Social networking sites like facebook allow the kind of personal access I’m reluctant to give to anyone but those closest to me. At some point I know I am going to have to hand them my details, join the club, for professional reasons as much as anything, but for now I think I will stay clear of the microscopic spotlight that facebook exposes you to.

Reluctant to reply

I see a lot of adverts on websites like mandy.com requesting screenplays. I read them with optimism. Go back to them looking for a glimmer of possibility, ultimately rejecting them as more trouble than they’re worth.

Am I cutting my nose off to spite my face?

I don’t know. I do know the promised credit, festival submission, and copy of the film, is not enough. If you want my work, I want to be paid, even for a short. Getting paid means ou mean business.

I’m also suspicious of would-be directors who have no writing skill at all, because it seems to me, if they have no writing skill, they have no understanding of how hard it is to actually write something.

How do I know this?

Because every time I have given a director a project screenplay, they’ve requested changes, massive changes, the kind that change the story. If you don’t like the story pass. As if I hadn’t thought about every aspect of the story, every word on the page, and made a conscious decision to write it that way. It seems to me the directors job is to tell the story, as written, not the other way round.

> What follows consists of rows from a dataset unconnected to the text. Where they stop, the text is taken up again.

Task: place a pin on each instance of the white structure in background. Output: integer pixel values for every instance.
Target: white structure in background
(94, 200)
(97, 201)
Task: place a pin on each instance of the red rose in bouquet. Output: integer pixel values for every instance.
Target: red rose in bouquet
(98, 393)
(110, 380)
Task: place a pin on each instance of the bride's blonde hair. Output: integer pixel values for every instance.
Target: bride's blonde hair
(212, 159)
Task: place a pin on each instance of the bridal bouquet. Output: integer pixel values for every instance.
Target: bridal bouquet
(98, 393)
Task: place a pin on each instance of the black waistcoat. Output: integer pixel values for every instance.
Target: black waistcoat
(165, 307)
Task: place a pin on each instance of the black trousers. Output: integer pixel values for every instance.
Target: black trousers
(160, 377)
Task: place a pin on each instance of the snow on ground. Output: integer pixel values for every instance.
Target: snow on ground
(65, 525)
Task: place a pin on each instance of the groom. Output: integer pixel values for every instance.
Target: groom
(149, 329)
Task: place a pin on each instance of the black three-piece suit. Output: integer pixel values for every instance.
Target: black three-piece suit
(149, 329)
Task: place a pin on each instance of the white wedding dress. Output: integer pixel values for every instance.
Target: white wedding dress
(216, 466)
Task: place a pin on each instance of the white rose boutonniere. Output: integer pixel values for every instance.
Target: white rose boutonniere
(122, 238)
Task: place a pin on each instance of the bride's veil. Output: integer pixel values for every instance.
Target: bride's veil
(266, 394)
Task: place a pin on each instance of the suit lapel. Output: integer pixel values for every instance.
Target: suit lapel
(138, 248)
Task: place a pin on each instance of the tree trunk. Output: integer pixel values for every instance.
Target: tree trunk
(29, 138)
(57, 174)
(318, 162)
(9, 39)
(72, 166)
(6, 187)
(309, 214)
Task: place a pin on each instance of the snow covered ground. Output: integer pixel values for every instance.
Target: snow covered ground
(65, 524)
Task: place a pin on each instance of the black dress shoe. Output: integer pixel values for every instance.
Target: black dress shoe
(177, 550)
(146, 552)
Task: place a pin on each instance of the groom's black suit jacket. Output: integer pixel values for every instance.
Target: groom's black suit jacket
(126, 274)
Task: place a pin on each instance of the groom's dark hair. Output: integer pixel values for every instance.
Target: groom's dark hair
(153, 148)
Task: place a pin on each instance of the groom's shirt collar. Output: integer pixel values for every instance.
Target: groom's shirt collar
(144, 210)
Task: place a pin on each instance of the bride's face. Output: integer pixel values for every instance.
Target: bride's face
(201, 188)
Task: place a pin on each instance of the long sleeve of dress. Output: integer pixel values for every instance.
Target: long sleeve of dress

Perhaps I will regret writing this, because it’ll probably alienate potential collaborators, but that’s what I am looking for, collaborators, people who respect what I have done, enough to tell that story, as written.

The posters of these adverts could write the screenplays themselves. That’s why I started writing, I had stories I wanted to direct. Failing that, if they have stories they want to tell, and are unable to put it on paper, they could hire me to write it for them, not take what I’ve written and turn it inside out.